Newsweek Editor's Book Review: Establishment Now Admits Reagan's Greatness

January 9th, 2006 8:08 AM

In Sunday's "Book World" section of The Washington Post, Newsweek managing editor Jon Meacham reviewed the new book by Richard Reeves titled "President Reagan: The Triumph of Imagination." He noted:

President Reagan marks a surrender of sorts. The establishment has, for the moment at least, given in and decided that Reagan was a great historical figure after all. That Reeves arrived at such a conclusion is particularly notable. Twenty years ago, in 1985, he published The Reagan Detour , arguing that "the Reagan years would be a detour, necessary if sometimes nasty, in the long progression of American liberal democracy."

...[H]e was never, as a bitter House Speaker Thomas P. "Tip" O'Neill once said, "lazy and short-sighted." Reagan may not have been the most brilliant man in the room, but he was generally the most powerful, and that he made his rise through the world look so effortless is a tribute to his grace. As for his alleged short-sightededness -- well, you do not hear many Americans speaking of how we are living in the long shadow of Tip O'Neill.

Meacham began by telling a story about former Treasury Secretary and Chief of Staff Don Regan realizing he was an idiot to underestimate Reagan as not very smart. But that's very much the way the liberal media treated Reagan from his arrival on the national scene until he began his descent into Alzheimer's in 1994. Meacham does try to insert a paragraph of all of Reagan's "foibles," so he doesn't sound too conservative. But he also tries to suggest Reagan was less doctrinaire than George W. Bush, and that the Bushies should read the Reeves book:

This book could also be usefully read at the highest levels of the Bush administration. Reagan was much more complicated than the Gipper of popular conservative mythology. He was not an uncompromising, inflexible cold warrior who ignored the natterings of critics and the press. He was, instead, a deft negotiator -- the old Screen Actors Guild president doing his thing. Moreover, through Nancy, he knew what Washington was saying about him -- and corrected course when he had to.
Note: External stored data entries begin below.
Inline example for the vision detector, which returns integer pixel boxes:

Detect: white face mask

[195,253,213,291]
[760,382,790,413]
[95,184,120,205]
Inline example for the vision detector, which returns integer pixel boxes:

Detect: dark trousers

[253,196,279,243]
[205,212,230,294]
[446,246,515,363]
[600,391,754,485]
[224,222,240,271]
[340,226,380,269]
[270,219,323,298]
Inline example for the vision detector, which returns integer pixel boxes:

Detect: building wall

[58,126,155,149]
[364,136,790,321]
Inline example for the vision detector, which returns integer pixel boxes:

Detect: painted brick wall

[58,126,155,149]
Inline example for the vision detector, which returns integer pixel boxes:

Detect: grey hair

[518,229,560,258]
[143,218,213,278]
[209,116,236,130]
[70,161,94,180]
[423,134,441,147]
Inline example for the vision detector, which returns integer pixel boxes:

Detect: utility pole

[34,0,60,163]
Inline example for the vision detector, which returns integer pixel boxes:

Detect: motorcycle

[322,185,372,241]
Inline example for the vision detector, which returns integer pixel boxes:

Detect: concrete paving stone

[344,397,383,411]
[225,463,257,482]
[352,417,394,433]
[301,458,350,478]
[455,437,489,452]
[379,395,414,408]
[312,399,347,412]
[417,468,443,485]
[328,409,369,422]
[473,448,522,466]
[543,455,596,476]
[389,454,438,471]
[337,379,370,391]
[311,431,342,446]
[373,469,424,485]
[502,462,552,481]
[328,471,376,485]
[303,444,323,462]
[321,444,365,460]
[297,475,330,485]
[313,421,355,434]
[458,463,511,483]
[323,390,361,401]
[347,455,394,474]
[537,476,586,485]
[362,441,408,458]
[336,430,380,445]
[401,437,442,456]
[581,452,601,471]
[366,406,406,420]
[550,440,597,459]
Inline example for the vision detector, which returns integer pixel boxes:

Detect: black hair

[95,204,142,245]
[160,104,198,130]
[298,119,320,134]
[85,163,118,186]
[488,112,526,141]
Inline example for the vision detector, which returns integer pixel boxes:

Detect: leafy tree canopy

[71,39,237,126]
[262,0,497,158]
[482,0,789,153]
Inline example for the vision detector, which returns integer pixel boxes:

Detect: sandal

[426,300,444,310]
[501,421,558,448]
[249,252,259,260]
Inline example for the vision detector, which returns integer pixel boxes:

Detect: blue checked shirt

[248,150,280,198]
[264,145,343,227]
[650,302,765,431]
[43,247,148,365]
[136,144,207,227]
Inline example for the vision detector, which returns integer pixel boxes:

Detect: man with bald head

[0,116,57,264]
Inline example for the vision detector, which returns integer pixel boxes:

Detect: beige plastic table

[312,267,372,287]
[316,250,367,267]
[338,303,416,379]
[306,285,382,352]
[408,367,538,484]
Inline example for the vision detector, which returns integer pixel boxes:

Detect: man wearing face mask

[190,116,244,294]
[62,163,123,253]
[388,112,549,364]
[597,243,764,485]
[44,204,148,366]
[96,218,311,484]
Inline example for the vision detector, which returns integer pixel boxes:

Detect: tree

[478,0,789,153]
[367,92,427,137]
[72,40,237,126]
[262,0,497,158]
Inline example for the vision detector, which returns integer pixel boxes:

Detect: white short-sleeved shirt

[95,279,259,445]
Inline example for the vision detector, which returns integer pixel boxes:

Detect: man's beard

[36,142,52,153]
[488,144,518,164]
That's a cute paragraph, but what Meacham is really admitting in this review is that Reagan was much more complicated than the Gipper of liberal media mythology. Conservatives living in the Reagan years knew he was not immune to being swayed by liberal media urgings (although he was much more immune than many Republican presidents before and after). Many worried he was going too soft on the Soviets in the second term. But he stayed true to his vision even as his tactics changed, and the story of the Cold War had a pretty happy ending -- happier than if Newsweek had its way in running the country.